(EnergyAsia, February 7 2013, Thursday) — Malaysian state energy company Petronas has offered to buy out the remaining 37.33% stake in listed shipping subsidiary MISC Berhad for 8.7 billion ringgit held by other shareholders. (US$1 =RM3.1).
Petronas, which owns and operates liquefied natural gas (LNG) plants in Malaysia and is building two more in Australia and Canada, said it would pay RM5.30 per share in cash for the 1.666 billion available shares in the world’s second- largest LNG shipping firm. The offer represents a 19% premium over MISC’s last price of RM4.45 ringgit on the Malaysian stock exchange before the offer was announced on January 31.
MISC’s share price has been on a slide the past two years on mounting losses incurred by its liner and container segments which it has since sold off to focus on the more lucrative and fast-growing LNG shipping sector. Its shares will be listed upon completion of the acquisition.

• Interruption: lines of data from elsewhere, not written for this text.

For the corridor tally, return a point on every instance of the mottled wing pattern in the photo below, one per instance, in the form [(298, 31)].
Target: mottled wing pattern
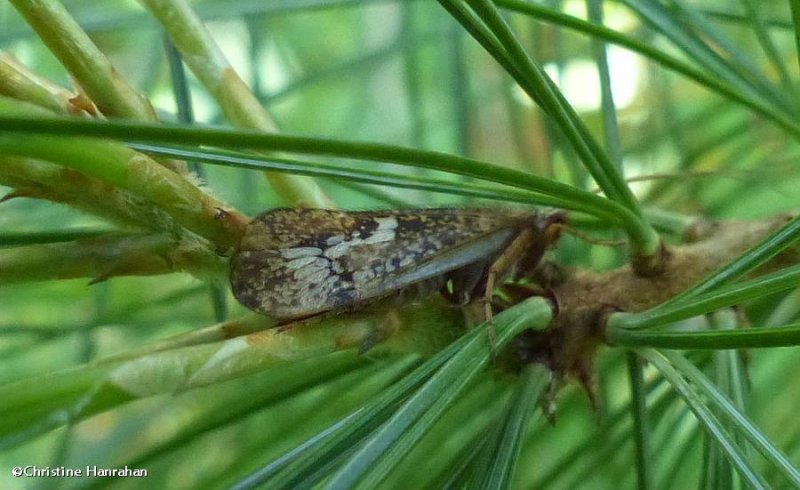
[(294, 263)]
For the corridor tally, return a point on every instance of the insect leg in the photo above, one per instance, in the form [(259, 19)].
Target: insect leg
[(528, 241)]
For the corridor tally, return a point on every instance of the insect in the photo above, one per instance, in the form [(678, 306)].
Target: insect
[(293, 264)]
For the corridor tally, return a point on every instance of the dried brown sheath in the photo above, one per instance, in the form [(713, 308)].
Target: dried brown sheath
[(297, 263)]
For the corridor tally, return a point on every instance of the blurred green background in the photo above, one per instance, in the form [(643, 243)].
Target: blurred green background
[(407, 73)]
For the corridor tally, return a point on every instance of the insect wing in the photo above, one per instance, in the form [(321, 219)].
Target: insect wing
[(294, 263)]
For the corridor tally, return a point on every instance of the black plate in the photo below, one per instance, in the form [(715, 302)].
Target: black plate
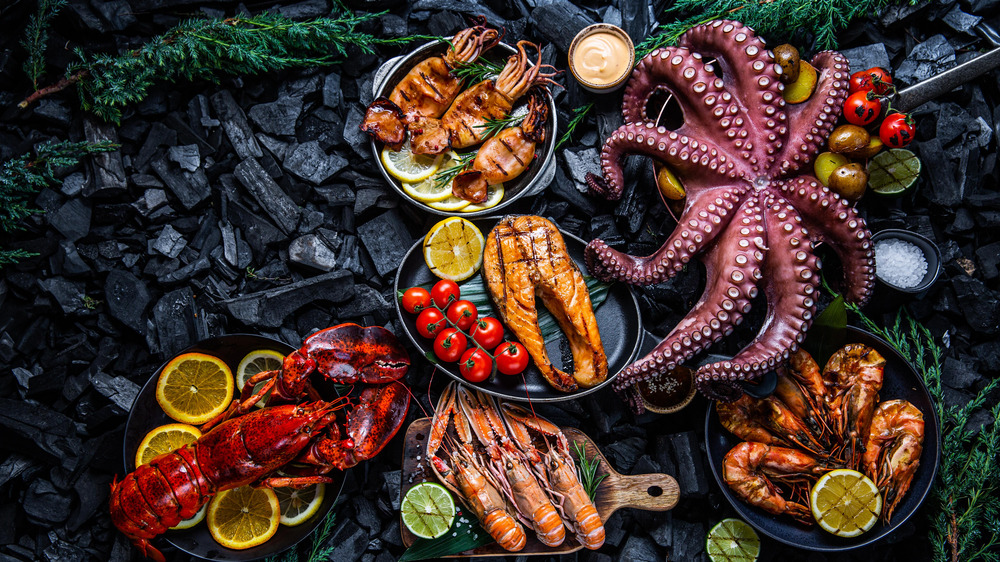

“The offer represents a significant step by Petronas to take MISC private and obtain full control of the company that will provide Petronas with greater flexibility in deciding MISC’s strategic direction,” said Petronas, which has promised it will not dismiss or make redundant the shipper’s employees as a result of the takeover.
Petronas added it has no intention of making a separate take-over offer for Malaysia Marine and Heavy Engineering Holdings Berhad, the listed 66-owned subsidiary of MISC.
Qatar Gas Transport Co owns and operates the world’s largest LNG fleet.